Un second temps fut consacré à un débat entre les invités. Dominique Lahary a commencé par faire l’éloge du livre de Bertrand Calenge en notant à la fois la dimension d’engagement professionnel qu’il reflète et la prise de distance vis-à-vis des collections de son auteur, pourtant domaine de prédilection de ce dernier dans ses précédents ouvrages. La médiation a toujours existé, mais elle est réactivée aujourd’hui, à l’heure où l’on s’interroge sur les missions des bibliothèques. Il souligne ensuite que pour lui, outre leur rôle de fourniture documentaire, les bibliothèques doivent être un espace public dans la cité et un lieu social. Agnès Sandras a ensuite fait le lien entre l’ouvrage et une thématique qui lui tient professionnellement à cœur, les bibliothèques populaires, puis a relaté la diversité de ses expériences de médiation avec les publics qu’elle côtoie à la BnF : ateliers pour femmes immigrées, rendez-vous de l’histoire à Blois, ateliers Gallica, réponses aux lecteurs sur Sindbad, le service de questions/réponses de la BnF…

Un troisième et dernier moment a été l’occasion d’échanges avec la salle. Un auditeur a ouvert le feu de questions en soulevant une éventuelle comparaison entre les musées et les bibliothèques dans le domaine de la médiation. Il soutenait que la lecture, contrairement aux œuvres d’art, constituait peut-être une barrière pour les publics potentiels, ce qui a soulevé le désaccord de plusieurs des intervenants, qui ont souligné que, d’une part, l’art était peut-être lui aussi une barrière, et que la lecture n’était pas, loin de là, la seule des activités possibles dans une bibliothèque, s’appuyant sur de nombreux exemples. Fut abordée ensuite la question de la place et du rôle des bibliothèques après les attentats de janvier contre Charlie Hebdo. Les points de vue divergeaient parmi les invités. Pour certains, la prise de position des bibliothèques en faveur d’une liberté d’expression sans entraves, à travers quelques actions symboliques –étagères vides à Montpellier, expositions de caricatures à la BnF–, réaffirme certaines valeurs démocratiques et la fonction politique de la bibliothèque dans la cité, ce qui était, selon Martine Poulain, relativement impensable il y a dix ans. Dominique Lahary a rappelé à cette occasion la tenue le 21 mai prochain d’une journée d’étude de l’ABF-Ile de France sur la question. Pour d’autres, affirmer « Je suis Charlie » n’était pas suffisant et il était davantage intéressant d’amorcer un travail de pédagogie sur la notion de caricature avec les usagers.

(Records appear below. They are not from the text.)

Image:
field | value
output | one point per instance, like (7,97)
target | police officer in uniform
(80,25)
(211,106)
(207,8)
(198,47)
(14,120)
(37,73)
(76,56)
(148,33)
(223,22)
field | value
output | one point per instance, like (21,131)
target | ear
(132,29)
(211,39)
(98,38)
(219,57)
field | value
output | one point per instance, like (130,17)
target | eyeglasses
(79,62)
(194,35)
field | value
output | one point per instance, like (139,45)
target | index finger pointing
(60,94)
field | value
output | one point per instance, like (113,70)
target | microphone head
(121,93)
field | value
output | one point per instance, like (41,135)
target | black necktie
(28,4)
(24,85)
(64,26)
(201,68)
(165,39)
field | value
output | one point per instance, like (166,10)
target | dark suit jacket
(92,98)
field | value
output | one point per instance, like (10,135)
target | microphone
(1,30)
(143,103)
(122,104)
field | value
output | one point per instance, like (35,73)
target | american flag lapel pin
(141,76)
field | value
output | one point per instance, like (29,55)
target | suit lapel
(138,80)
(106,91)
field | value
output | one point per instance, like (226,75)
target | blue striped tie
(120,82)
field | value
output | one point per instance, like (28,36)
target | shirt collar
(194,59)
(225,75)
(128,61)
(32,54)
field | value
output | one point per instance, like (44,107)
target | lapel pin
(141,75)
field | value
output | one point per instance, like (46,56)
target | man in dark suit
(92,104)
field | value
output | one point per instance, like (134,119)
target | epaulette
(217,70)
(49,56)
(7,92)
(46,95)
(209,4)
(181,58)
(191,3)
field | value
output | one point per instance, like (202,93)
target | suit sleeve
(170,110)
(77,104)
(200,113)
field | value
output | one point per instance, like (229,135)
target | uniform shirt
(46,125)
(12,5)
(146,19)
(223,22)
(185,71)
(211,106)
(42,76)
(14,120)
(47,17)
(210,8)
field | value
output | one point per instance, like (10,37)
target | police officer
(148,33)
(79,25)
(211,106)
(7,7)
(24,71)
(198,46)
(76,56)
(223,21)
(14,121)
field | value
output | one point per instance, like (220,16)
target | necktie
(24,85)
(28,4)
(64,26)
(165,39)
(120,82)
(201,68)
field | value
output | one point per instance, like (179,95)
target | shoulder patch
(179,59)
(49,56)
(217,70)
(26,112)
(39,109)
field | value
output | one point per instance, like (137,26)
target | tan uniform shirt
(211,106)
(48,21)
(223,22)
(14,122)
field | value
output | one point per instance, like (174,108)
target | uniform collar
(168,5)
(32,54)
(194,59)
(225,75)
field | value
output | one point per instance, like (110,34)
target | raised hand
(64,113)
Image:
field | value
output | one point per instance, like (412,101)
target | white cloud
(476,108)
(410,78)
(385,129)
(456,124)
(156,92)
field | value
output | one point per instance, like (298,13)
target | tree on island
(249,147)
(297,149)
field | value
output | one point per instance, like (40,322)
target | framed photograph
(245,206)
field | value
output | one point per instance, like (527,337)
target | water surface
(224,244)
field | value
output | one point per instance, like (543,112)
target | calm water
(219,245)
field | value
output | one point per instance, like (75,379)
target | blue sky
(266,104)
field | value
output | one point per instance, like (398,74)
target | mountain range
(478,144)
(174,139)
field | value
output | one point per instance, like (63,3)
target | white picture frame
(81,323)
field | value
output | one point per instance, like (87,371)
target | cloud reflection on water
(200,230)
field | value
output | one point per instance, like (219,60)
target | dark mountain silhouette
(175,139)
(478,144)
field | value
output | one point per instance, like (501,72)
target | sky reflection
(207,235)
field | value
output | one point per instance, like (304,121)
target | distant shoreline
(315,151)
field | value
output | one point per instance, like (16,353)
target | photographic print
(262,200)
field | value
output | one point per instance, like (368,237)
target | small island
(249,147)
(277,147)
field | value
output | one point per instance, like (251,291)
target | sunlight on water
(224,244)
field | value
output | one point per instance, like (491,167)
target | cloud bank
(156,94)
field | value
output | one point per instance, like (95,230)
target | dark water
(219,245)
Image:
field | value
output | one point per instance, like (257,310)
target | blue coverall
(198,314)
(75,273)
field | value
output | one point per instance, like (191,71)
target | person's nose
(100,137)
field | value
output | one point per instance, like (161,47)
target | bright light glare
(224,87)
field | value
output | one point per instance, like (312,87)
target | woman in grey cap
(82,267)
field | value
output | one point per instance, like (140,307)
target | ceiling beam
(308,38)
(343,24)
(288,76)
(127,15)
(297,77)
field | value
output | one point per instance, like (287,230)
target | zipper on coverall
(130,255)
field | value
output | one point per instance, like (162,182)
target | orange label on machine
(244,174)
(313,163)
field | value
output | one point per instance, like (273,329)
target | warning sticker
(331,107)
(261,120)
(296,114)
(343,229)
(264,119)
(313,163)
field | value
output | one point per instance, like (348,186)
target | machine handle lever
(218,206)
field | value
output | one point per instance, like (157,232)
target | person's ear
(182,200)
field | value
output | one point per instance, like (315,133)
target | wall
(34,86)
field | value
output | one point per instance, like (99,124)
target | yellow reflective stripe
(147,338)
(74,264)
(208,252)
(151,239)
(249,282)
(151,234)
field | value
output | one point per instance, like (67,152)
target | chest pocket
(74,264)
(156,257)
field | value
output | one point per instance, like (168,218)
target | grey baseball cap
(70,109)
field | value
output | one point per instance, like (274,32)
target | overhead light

Pour finir, les inquiétudes de certains professionnels face à ces nouvelles formes de médiation et à la moindre place laissée aux collections dans les espaces ont été abordées. Ces inquiétudes ont été levées par les participants : les human libraries, où l’on peut « emprunter » une personne pour qu’elle relate son histoire personnelle et ses expériences de vie, et les services de réservation d’un bibliothécaire furent tour à tour évoqués, soulignant ainsi que la médiation numérique, essentielle, ne balaie cependant pas la médiation humaine mais permet peut-être au contraire de renouveler ses formes.